Nel paesino di Rujišnik, Serbia meridionale, sembra tutto strano e misterioso: certe anziane signore vestite di nero appaiono nei sogni – anzi negli incubi-, in chiesa non c’è mai nessuno, il cibo va a male subito dopo averlo comprato, il cimitero non trova pace. Se ne rende presto conto Arnaud, giunto da Londra alla ricerca di un posto tranquillo e assunto come guardiano del cimitero. Incapace di comunicare con la popolazione locale di lingua serba e di comprenderne le azioni e le intenzioni, Arnaud si trova ben presto circondato da attenzioni non gradite da parte degli abitanti del borgo, assediato da incubi feroci e sanguinari, isolato in un luogo a lui sconosciuto e assalito dal sospetto sempre più concreto che il folklore del luogo e i vecchi racconti, peraltro realmente documentati nel diciottesimo secolo, di non-morti tornati in giro per il paese a vampirizzare i vivi, siano ispirati a fatti realmente accaduti e in procinto di accadere ancora.
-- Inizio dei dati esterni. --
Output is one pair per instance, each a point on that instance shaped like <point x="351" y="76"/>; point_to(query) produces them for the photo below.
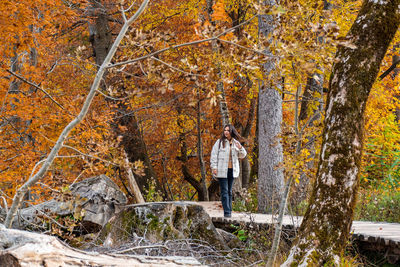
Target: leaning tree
<point x="325" y="229"/>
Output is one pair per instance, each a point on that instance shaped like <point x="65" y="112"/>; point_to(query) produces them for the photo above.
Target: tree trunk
<point x="200" y="148"/>
<point x="314" y="86"/>
<point x="270" y="158"/>
<point x="132" y="138"/>
<point x="245" y="163"/>
<point x="325" y="230"/>
<point x="187" y="176"/>
<point x="270" y="152"/>
<point x="46" y="163"/>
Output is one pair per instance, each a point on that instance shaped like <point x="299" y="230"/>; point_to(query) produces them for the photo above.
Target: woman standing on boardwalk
<point x="225" y="156"/>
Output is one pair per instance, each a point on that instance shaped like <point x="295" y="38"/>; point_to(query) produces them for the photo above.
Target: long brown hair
<point x="233" y="132"/>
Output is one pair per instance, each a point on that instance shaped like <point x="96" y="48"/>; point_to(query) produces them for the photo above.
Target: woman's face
<point x="227" y="133"/>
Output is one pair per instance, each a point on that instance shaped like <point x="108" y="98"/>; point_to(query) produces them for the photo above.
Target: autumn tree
<point x="326" y="225"/>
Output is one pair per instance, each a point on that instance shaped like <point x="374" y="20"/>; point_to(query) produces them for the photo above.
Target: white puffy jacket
<point x="220" y="158"/>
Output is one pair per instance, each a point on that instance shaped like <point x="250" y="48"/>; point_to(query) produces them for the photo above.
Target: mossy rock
<point x="161" y="221"/>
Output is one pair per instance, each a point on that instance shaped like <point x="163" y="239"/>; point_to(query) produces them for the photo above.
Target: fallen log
<point x="21" y="248"/>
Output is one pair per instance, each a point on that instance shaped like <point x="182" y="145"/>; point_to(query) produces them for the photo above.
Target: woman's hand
<point x="238" y="145"/>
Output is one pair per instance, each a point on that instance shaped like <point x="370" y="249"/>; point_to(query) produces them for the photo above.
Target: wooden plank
<point x="387" y="234"/>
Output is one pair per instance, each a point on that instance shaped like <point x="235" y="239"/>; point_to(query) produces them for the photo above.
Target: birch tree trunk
<point x="325" y="230"/>
<point x="270" y="152"/>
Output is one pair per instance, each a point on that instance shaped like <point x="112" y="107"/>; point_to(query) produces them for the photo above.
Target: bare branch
<point x="36" y="86"/>
<point x="180" y="45"/>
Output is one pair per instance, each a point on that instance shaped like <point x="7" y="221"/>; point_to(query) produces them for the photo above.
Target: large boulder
<point x="161" y="221"/>
<point x="92" y="201"/>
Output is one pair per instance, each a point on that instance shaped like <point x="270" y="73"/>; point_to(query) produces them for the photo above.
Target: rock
<point x="94" y="200"/>
<point x="21" y="248"/>
<point x="103" y="198"/>
<point x="161" y="221"/>
<point x="230" y="239"/>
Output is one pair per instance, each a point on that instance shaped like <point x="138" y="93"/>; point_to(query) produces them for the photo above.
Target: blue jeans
<point x="225" y="185"/>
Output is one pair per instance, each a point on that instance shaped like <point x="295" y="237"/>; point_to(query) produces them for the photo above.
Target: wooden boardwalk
<point x="379" y="235"/>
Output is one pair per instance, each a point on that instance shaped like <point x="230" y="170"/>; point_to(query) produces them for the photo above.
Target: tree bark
<point x="270" y="157"/>
<point x="132" y="138"/>
<point x="200" y="148"/>
<point x="325" y="230"/>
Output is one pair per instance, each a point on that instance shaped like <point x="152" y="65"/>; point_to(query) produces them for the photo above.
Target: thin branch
<point x="180" y="45"/>
<point x="247" y="48"/>
<point x="36" y="86"/>
<point x="89" y="156"/>
<point x="114" y="98"/>
<point x="179" y="70"/>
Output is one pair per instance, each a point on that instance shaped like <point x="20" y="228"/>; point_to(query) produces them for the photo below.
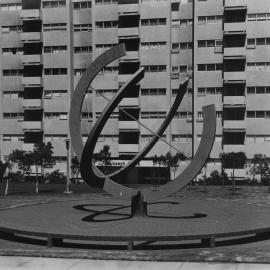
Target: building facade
<point x="223" y="46"/>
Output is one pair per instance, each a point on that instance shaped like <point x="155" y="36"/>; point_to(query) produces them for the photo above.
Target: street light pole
<point x="68" y="165"/>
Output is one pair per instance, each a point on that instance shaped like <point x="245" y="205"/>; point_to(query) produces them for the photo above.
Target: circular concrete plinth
<point x="109" y="220"/>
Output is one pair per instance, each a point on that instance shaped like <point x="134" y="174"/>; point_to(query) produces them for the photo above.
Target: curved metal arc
<point x="80" y="91"/>
<point x="90" y="173"/>
<point x="182" y="91"/>
<point x="201" y="156"/>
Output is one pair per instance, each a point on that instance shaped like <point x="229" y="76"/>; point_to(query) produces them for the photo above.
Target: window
<point x="55" y="27"/>
<point x="13" y="94"/>
<point x="13" y="138"/>
<point x="9" y="51"/>
<point x="258" y="114"/>
<point x="54" y="4"/>
<point x="210" y="19"/>
<point x="81" y="5"/>
<point x="56" y="115"/>
<point x="258" y="17"/>
<point x="153" y="45"/>
<point x="105" y="2"/>
<point x="209" y="67"/>
<point x="210" y="90"/>
<point x="153" y="115"/>
<point x="152" y="22"/>
<point x="55" y="71"/>
<point x="54" y="49"/>
<point x="10" y="7"/>
<point x="18" y="116"/>
<point x="209" y="43"/>
<point x="83" y="49"/>
<point x="12" y="72"/>
<point x="153" y="92"/>
<point x="82" y="27"/>
<point x="79" y="71"/>
<point x="11" y="28"/>
<point x="106" y="24"/>
<point x="55" y="93"/>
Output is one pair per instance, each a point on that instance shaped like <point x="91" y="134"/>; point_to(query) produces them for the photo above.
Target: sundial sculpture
<point x="93" y="176"/>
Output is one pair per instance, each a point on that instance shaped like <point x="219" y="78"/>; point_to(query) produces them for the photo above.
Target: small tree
<point x="75" y="168"/>
<point x="42" y="156"/>
<point x="260" y="165"/>
<point x="233" y="161"/>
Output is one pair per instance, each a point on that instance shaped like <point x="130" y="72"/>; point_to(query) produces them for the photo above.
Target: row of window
<point x="258" y="114"/>
<point x="11" y="28"/>
<point x="13" y="116"/>
<point x="155" y="68"/>
<point x="153" y="91"/>
<point x="258" y="17"/>
<point x="81" y="5"/>
<point x="154" y="21"/>
<point x="55" y="71"/>
<point x="153" y="45"/>
<point x="258" y="90"/>
<point x="9" y="51"/>
<point x="181" y="46"/>
<point x="258" y="41"/>
<point x="210" y="67"/>
<point x="210" y="43"/>
<point x="13" y="94"/>
<point x="53" y="4"/>
<point x="55" y="93"/>
<point x="10" y="7"/>
<point x="56" y="115"/>
<point x="13" y="138"/>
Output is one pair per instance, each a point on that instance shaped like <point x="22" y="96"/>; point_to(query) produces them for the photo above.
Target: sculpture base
<point x="202" y="223"/>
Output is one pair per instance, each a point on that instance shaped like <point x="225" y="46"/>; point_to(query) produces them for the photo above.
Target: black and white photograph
<point x="135" y="134"/>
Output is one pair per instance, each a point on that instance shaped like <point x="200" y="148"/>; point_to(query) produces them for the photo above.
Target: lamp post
<point x="67" y="141"/>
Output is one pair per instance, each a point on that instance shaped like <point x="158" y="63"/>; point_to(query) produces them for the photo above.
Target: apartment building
<point x="223" y="46"/>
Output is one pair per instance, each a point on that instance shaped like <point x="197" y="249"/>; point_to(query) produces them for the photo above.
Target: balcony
<point x="30" y="14"/>
<point x="129" y="102"/>
<point x="32" y="125"/>
<point x="128" y="125"/>
<point x="234" y="124"/>
<point x="28" y="147"/>
<point x="31" y="81"/>
<point x="128" y="9"/>
<point x="33" y="59"/>
<point x="237" y="76"/>
<point x="235" y="28"/>
<point x="32" y="103"/>
<point x="130" y="56"/>
<point x="128" y="148"/>
<point x="234" y="100"/>
<point x="235" y="4"/>
<point x="235" y="53"/>
<point x="122" y="78"/>
<point x="30" y="37"/>
<point x="128" y="32"/>
<point x="228" y="148"/>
Variazione sobria, intimista e ben congegnata sul mito del vampiro, che attinge a piene mani dal folklore serbo optando per una narrazione posata che si riappropria del tempo e dello spazio per farne coordinate interiori di disorientamento e terrore, tra solitudine, incomunicabilità e desolazione.
GAIA
(Jaco Bouwer – Sudafrica 2021)

Gabi è una guardia forestale impegnata in una missione di controllo nelle intricate profondità di una zona ricoperta di alberi, piante e fitti misteri: perse le tracce del suo collega e feritasi con una trappola, la donna incontra due uomini, padre e figlio, che da anni vivono nella foresta, abbracciando uno stile di vita a metà strada tra il primitivo e il post-apocalittico. Il padre si fa portavoce di un credo mistico-filosofico che pone la natura come divinità e forza creatrice inoppugnabile da onorare, rispettare e soprattutto temere, mentre il figlio segue docilmente i dettami del padre, vivendo in maniera conflittuale l’attrazione fisica che inizia a provare per Gabi.
In compagnia dei due uomini, parallelamente all’innescarsi di curiose dinamiche interpersonali, Gabi si accorgerà ben presto di quanto l’ecosistema che la circonda sia per loro ostile, scorgendo la presenza di mostruose creature antropomorfe ibridate con funghi e altre entità parassitarie: esseri umani, un tempo, trasformati in entità prive di libero arbitrio, rispondenti agli ordini di Madre Natura.
Per ognuno dei tre, la lotta per la sopravvivenza avrà risvolti molto diversi.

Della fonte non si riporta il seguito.